100 Jahre Türkei: Erdogans Distanzierung vom Erbe Atatürks

1 year ago

Das historische Fundament der Türkei

Die Gründung der Türkischen Republik am 29. Oktober 1923 markierte das Ende des Osmanischen Reiches und den Beginn einer neuen Ära. Unter der Führung von Kemal Atatürk erlebte das Land tiefgreifende Veränderungen, die sich in Richtung Westen orientierten: das lateinische Alphabet, Frauenrechte und ein modernes Erscheinungsbild in Städten wie Istanbul.

Die Dualität von Atatürks Erbe

Trotz des überwältigenden Personenkults um Atatürk ist sein Erbe bis heute ein Diskussionspunkt. Während viele seine Entscheidung, die Religion aus dem öffentlichen Leben zu verbannen und den Staat säkular zu halten, begrüßen, sehen andere darin eine Unterdrückung. Erdogans Aufstieg kann teilweise als Reaktion auf diesen stark säkularen Kurs gedeutet werden.

Erdogans osmanisches Echo

Im Gegensatz zu Atatürk sieht Erdogan sich in der Tradition des Osmanischen Reiches und betont die Bedeutung der Religion in der Politik. Seine Maßnahmen, wie die Aufhebung des Kopftuchverbots und die Stärkung der Religionsbehörde, widerspiegeln diese Neuausrichtung.

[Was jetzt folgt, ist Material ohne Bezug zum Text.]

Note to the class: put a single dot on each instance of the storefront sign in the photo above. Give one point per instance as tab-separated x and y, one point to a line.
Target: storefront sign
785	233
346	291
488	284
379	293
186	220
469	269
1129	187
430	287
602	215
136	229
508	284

Die Transformation der AKP

Unter Erdogan hat sich die AKP von einer Partei, die eine breite Gesellschaft vertrat, zu einer Partei gewandelt, die vor allem den streng muslimisch konservativen Teil der Bevölkerung repräsentiert. Dies bringt Spannungen mit sich, da es die kulturelle und ethnische Vielfalt der Türkei übergeht.

Freiheit oder nur eine Facette davon?

Für Anhänger Erdogans, wie Özlem Zengin, symbolisiert die AKP eine befreiende Bewegung. Das Ende des Kopftuchverbots zum Beispiel ermöglichte vielen Frauen, wie Zengin, sich frei und repräsentiert zu fühlen. Doch Kritiker weisen darauf hin, dass diese “Freiheit” begrenzt ist und oft auf Kosten anderer geht.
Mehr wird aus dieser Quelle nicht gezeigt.